ぐっと手首を掴まれた。顔を上げると、ニカッと笑った彼がいた。
掴まれた手首が痛い。たぶん彼はそんなに強く握っているつもりはないんだろう。男の子はみんな、こんなに強引に力強くヒトの腕を掴むの?
「……細いのなぁ、腕。ちゃんと食べてる?」
そのまま私をひっぱるように、彼は歩き出した。
別に私はひどく痩せているわけじゃない。
私が男の子に腕を掴まれたことがないように、彼も女の子の腕を掴むのは初めてなんだ、たぶん。
「このお釣、おまえのだろ?」
自動販売機の前に立つ。あぁ。そうか。私は彼に掴まれた腕と反対の手に買ったばかりの缶ジュースを持っているのだった。
「今日はずっと、ボーっとしてるよ、どうかした?」
そうだね、たしかにおかしい。千円札で買った缶ジュースのお釣をすっかり忘れてしまうなんて、ありえないよね。
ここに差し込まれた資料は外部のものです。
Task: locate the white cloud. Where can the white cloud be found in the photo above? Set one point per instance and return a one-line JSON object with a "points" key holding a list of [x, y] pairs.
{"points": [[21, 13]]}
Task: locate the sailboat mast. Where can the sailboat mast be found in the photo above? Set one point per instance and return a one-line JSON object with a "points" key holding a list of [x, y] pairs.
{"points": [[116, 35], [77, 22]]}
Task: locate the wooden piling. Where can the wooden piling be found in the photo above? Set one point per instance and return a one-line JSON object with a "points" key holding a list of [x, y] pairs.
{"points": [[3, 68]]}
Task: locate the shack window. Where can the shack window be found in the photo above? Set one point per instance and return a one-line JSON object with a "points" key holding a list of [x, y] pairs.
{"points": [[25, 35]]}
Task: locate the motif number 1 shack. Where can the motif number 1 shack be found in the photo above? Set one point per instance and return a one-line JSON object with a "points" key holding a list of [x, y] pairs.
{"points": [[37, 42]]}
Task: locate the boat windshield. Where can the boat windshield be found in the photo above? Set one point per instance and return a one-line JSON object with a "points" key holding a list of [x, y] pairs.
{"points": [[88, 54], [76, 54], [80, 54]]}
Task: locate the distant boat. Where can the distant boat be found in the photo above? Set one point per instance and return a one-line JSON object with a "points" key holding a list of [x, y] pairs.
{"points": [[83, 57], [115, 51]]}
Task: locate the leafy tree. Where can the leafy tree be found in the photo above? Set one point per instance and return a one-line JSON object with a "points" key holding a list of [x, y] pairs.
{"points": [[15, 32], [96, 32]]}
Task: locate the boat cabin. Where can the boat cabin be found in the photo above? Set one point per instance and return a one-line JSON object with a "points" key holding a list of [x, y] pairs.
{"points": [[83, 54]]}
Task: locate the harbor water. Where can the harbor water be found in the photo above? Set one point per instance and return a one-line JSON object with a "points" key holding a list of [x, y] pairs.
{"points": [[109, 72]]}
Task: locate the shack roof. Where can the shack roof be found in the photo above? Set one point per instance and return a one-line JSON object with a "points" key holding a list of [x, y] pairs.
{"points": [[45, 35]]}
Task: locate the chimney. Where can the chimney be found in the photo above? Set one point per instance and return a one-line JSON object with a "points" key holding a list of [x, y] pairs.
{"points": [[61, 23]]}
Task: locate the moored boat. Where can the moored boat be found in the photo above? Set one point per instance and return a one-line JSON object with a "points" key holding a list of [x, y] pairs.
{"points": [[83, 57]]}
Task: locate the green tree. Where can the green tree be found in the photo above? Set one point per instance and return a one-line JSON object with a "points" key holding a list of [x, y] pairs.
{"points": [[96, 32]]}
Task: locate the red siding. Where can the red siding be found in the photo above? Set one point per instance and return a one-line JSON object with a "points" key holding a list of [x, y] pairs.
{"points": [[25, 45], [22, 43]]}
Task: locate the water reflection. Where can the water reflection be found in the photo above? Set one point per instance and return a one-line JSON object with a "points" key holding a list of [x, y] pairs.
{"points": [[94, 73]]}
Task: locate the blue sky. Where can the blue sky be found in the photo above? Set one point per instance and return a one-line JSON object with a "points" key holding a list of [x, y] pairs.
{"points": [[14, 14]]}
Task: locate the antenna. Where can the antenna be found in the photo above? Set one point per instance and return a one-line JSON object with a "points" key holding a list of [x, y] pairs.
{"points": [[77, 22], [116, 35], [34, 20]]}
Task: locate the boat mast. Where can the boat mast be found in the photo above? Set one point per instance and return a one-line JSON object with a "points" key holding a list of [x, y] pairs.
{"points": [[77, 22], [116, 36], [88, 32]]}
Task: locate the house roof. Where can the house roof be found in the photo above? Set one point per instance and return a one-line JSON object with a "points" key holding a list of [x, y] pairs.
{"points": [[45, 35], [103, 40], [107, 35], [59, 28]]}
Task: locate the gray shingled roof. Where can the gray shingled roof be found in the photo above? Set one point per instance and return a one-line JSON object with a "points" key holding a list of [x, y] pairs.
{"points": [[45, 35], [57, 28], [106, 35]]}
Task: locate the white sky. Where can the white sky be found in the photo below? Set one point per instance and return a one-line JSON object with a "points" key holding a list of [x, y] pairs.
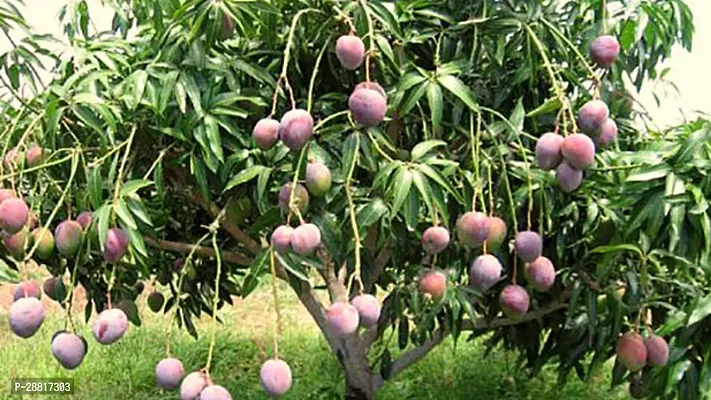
{"points": [[689, 71]]}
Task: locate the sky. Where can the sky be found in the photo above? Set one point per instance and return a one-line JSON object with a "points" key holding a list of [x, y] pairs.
{"points": [[688, 71]]}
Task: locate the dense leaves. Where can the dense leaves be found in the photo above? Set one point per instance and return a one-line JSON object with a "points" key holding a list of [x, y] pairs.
{"points": [[149, 125]]}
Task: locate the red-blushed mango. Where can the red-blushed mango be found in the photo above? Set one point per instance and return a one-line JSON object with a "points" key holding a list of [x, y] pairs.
{"points": [[275, 377], [26, 289], [35, 156], [296, 128], [26, 316], [169, 373], [569, 178], [68, 349], [6, 194], [281, 238], [528, 245], [540, 273], [155, 301], [32, 220], [591, 116], [301, 197], [373, 86], [485, 272], [54, 288], [435, 239], [192, 385], [110, 326], [579, 150], [514, 301], [497, 234], [84, 219], [368, 106], [368, 309], [129, 308], [631, 351], [17, 243], [14, 158], [657, 350], [228, 27], [605, 50], [266, 133], [608, 133], [306, 238], [350, 51], [473, 228], [215, 392], [44, 240], [548, 151], [115, 245], [318, 178], [343, 318], [433, 283], [14, 214], [67, 237]]}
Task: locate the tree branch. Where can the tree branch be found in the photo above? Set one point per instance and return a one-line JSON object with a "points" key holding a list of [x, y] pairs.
{"points": [[190, 193], [336, 288], [379, 265], [413, 355], [186, 248]]}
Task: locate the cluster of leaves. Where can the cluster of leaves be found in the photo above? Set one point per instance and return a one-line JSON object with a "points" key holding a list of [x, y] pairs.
{"points": [[468, 93]]}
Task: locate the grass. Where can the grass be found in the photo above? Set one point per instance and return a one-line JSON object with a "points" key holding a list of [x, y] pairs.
{"points": [[125, 370]]}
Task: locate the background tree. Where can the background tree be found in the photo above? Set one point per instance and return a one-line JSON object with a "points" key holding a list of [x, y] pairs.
{"points": [[150, 127]]}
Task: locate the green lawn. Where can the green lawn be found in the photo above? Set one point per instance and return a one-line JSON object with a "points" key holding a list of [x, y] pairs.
{"points": [[125, 370]]}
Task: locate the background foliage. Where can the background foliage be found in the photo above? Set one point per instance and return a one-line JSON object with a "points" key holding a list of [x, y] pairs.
{"points": [[182, 88]]}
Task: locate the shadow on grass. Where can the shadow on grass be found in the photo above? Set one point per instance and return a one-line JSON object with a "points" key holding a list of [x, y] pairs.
{"points": [[125, 370]]}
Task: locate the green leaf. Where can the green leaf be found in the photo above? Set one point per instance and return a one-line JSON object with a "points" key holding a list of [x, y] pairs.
{"points": [[413, 98], [409, 80], [649, 173], [459, 89], [518, 115], [138, 209], [425, 147], [180, 97], [213, 137], [350, 152], [294, 267], [616, 248], [136, 240], [434, 97], [103, 217], [370, 213], [701, 311], [193, 92], [262, 182], [401, 187], [94, 185], [423, 186], [125, 215], [140, 79], [245, 175], [133, 186], [549, 106], [440, 180]]}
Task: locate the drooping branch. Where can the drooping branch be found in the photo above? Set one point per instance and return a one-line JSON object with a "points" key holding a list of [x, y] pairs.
{"points": [[412, 356], [419, 352], [336, 288], [379, 265], [186, 248], [178, 179]]}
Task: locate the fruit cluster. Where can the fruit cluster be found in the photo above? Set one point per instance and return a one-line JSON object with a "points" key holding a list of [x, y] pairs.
{"points": [[572, 154]]}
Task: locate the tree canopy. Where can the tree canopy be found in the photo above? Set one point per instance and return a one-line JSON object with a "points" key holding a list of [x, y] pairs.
{"points": [[149, 126]]}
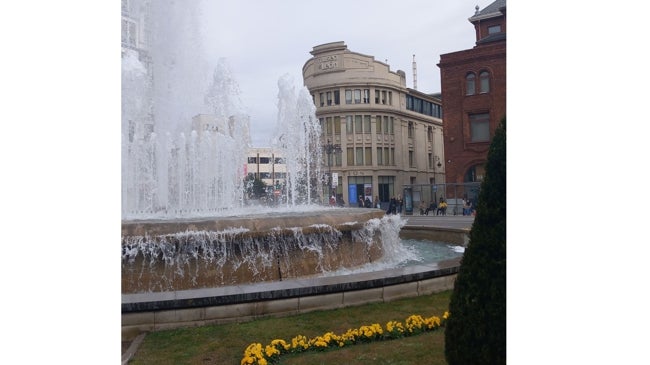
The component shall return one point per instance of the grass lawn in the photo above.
(225, 344)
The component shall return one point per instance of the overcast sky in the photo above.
(264, 40)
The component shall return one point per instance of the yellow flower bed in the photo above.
(255, 353)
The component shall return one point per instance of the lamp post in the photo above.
(329, 149)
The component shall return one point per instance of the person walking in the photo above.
(399, 204)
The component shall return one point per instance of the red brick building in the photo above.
(473, 84)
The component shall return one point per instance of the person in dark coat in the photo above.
(392, 206)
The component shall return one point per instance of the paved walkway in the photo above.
(442, 221)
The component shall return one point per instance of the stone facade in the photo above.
(389, 135)
(473, 85)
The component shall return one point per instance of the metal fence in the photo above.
(452, 193)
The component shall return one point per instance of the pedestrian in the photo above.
(399, 204)
(442, 207)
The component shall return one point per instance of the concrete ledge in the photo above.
(281, 298)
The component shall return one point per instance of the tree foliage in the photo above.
(476, 329)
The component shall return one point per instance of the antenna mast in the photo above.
(415, 74)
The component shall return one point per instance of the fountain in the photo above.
(189, 240)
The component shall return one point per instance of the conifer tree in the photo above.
(475, 332)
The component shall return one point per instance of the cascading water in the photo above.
(184, 145)
(297, 138)
(209, 258)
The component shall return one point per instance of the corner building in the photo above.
(389, 135)
(473, 84)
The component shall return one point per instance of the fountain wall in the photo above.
(161, 256)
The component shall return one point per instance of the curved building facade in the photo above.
(377, 134)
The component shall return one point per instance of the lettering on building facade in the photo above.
(328, 62)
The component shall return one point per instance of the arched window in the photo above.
(470, 84)
(475, 173)
(484, 79)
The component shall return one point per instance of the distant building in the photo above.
(473, 84)
(387, 135)
(137, 117)
(267, 165)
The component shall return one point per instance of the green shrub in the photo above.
(476, 329)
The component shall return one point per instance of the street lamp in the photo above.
(329, 149)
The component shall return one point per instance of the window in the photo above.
(386, 185)
(479, 127)
(475, 173)
(484, 82)
(128, 32)
(349, 124)
(470, 84)
(359, 157)
(357, 124)
(494, 29)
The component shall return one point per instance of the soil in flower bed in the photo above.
(225, 344)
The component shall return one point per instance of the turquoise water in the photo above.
(426, 252)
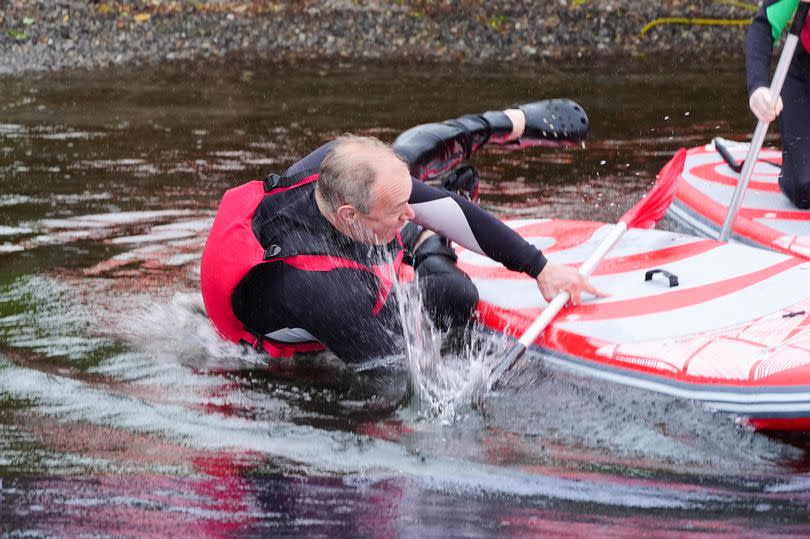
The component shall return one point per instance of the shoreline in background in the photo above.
(38, 35)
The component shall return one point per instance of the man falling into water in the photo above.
(307, 259)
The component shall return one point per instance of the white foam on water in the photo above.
(71, 135)
(325, 451)
(113, 219)
(14, 230)
(15, 200)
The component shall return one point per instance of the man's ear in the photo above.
(347, 213)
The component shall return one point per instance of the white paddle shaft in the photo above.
(758, 138)
(562, 297)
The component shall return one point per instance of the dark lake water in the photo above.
(121, 413)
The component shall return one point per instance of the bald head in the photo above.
(349, 171)
(364, 188)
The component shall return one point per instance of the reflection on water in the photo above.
(122, 413)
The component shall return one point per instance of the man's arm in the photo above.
(758, 49)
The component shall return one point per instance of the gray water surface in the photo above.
(122, 414)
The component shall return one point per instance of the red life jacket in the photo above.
(232, 250)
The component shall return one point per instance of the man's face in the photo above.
(389, 202)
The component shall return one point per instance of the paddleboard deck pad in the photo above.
(725, 324)
(767, 218)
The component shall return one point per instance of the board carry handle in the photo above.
(731, 162)
(673, 279)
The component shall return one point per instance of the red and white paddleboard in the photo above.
(766, 219)
(733, 332)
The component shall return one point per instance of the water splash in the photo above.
(446, 380)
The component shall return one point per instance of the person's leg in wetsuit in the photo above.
(795, 127)
(449, 295)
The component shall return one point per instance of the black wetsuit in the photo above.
(795, 118)
(336, 307)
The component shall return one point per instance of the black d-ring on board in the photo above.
(673, 279)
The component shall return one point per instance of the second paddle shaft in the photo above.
(762, 127)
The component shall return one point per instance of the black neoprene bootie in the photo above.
(463, 180)
(554, 120)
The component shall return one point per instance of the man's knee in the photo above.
(450, 296)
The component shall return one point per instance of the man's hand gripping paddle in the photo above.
(762, 127)
(644, 214)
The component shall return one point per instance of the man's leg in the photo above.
(450, 297)
(795, 126)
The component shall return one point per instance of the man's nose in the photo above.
(409, 214)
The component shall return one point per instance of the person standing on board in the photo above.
(305, 260)
(765, 30)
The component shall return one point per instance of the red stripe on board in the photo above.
(678, 299)
(715, 212)
(787, 215)
(709, 173)
(646, 305)
(607, 267)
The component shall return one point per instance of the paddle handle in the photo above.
(562, 297)
(555, 306)
(762, 127)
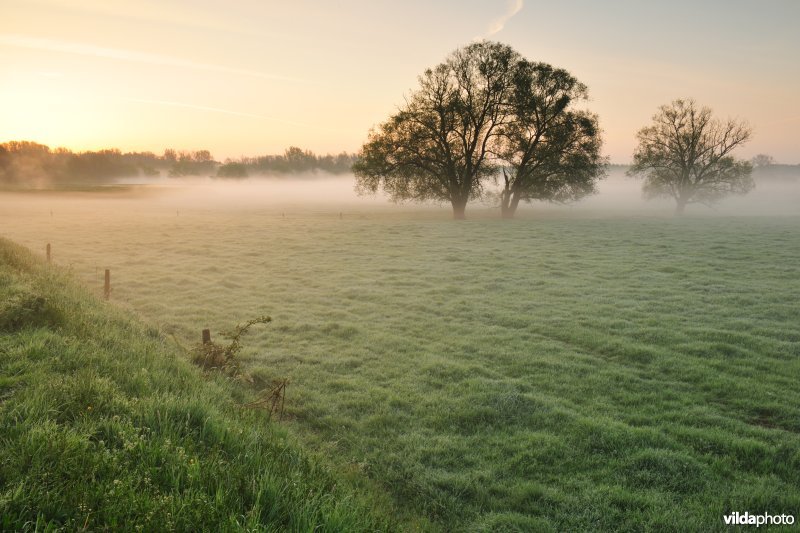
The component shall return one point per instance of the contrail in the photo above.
(213, 110)
(514, 7)
(52, 45)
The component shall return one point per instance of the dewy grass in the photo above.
(546, 373)
(102, 426)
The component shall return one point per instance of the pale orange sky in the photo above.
(254, 77)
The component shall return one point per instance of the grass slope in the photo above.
(103, 427)
(549, 373)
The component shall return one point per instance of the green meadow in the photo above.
(550, 373)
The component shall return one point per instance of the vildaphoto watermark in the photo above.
(764, 519)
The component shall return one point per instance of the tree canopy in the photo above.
(484, 110)
(685, 154)
(551, 151)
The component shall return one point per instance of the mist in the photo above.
(617, 196)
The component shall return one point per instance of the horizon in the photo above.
(254, 79)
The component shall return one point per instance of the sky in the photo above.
(255, 77)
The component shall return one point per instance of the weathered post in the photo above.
(107, 286)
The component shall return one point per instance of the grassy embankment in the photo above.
(548, 373)
(103, 426)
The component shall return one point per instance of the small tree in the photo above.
(437, 146)
(552, 151)
(686, 155)
(763, 160)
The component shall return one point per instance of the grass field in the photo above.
(547, 373)
(103, 426)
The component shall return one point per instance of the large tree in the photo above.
(686, 155)
(438, 145)
(551, 150)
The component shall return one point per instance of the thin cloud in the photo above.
(52, 45)
(212, 110)
(497, 25)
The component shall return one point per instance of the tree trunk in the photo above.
(509, 204)
(458, 210)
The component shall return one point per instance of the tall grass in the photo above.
(102, 426)
(547, 373)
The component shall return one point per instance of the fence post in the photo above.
(107, 286)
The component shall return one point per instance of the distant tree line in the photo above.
(29, 164)
(488, 116)
(293, 161)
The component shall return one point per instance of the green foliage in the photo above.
(596, 374)
(551, 151)
(213, 356)
(232, 169)
(483, 109)
(437, 147)
(103, 427)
そして手首の痛みとともに初めて気付く。彼が私を一日中見ていることを。
あぁ私の想う人がこの人だったら、無邪気に心躍っているのだろうか。
私の目は、彼の肩越しにもっと遠くを彷徨う。いた。いやだ、こっちを見ないで。
腕を振りほどいて早足でその場を離れる。またお釣を取るのを忘れた。